Even though oral contraceptives are more than 99% effective with perfect use, almost 10% of women become pregnant within their first year of use. Many more women will stop using oral contraceptives when planning a pregnancy and conceive within a few months. Little is known about the potential health effects to children from in utero exposure to the hormones in oral contraceptives.

....Charlton and colleagues were able to tap into a wealth of data collected from multiple Danish health registries between 1997 and 2011 and linked by the unique personal identification number assigned to all Denmark residents. The researchers looked at 880,694 live-born infants, and the health of these children at one-year follow-up. Oral contraceptive use was estimated based on the date of the mother's most recently filled prescription.  Among the women in the study population, a fifth had never used oral contraceptives before becoming pregnant, and more than two-thirds had stopped using oral contraceptives at least three months before becoming pregnant. Eight percent had discontinued use within three months of becoming pregnant, and 1%, or well over 10,000 women, had used oral contraceptives after becoming pregnant.

The prevalence of birth defects was consistent across each category of oral contraceptive use, and remained so when the researchers added in pregnancies that ended as stillbirths or induced abortions.

There has been much discussion lately on declining male sperm counts and what it means. From Medical Xpress:

No link found between low sperm count, birth defects

Having a low sperm count doesn't seem to determine whether a man's children will be born with birth defects, a new study indicates.

With infertile couples, men are partially or fully responsible for the inability to conceive about 40 percent of the time.

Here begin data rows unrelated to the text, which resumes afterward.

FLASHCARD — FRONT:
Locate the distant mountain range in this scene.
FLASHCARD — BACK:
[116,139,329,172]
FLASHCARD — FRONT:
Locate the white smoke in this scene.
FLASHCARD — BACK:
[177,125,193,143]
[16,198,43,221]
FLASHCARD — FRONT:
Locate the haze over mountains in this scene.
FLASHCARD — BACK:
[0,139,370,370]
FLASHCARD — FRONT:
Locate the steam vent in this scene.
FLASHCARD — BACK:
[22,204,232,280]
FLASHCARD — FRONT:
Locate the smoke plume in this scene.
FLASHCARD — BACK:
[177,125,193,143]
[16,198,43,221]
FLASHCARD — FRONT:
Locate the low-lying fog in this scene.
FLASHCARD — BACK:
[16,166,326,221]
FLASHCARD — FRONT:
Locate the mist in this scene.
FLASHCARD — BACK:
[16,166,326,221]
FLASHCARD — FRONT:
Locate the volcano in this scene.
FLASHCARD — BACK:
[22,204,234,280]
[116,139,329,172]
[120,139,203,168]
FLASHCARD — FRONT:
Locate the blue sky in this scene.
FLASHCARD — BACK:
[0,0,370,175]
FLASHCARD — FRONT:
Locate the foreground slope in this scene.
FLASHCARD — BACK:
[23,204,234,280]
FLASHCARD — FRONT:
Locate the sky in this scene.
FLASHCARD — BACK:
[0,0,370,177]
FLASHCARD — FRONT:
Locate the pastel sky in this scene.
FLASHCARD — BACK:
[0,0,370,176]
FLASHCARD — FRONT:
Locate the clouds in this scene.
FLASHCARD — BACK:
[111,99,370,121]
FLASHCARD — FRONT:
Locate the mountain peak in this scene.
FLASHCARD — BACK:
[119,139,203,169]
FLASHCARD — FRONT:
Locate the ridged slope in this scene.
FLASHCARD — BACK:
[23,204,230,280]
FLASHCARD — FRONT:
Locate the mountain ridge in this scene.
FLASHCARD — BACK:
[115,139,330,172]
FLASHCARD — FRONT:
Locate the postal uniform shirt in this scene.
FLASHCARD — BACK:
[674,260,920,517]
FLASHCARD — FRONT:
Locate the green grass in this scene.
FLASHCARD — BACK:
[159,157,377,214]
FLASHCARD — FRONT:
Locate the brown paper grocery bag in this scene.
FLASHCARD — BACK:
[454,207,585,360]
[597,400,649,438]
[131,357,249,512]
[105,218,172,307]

Assisted reproductive technologies such as in vitro fertilization can help couples have children, but research has suggested a possible link between these approaches—when used to treat infertility problems in the male partner—and a higher risk of birth defects.

In the new study, researchers examined a Baylor College of Medicine database in search of possible connections between birth defects and low sperm count. The researchers didn't find any links.

But the following finding is a cause for concern. From Science Daily:

Male infertility linked to mortality, study shows

Men who are infertile because of defects in their semen appear to be at increased risk of dying sooner than men with normal semen, according to a study. Men with two or more abnormalities in their semen were more than twice as likely to die over a roughly eight-year period as men who had normal semen, the study found.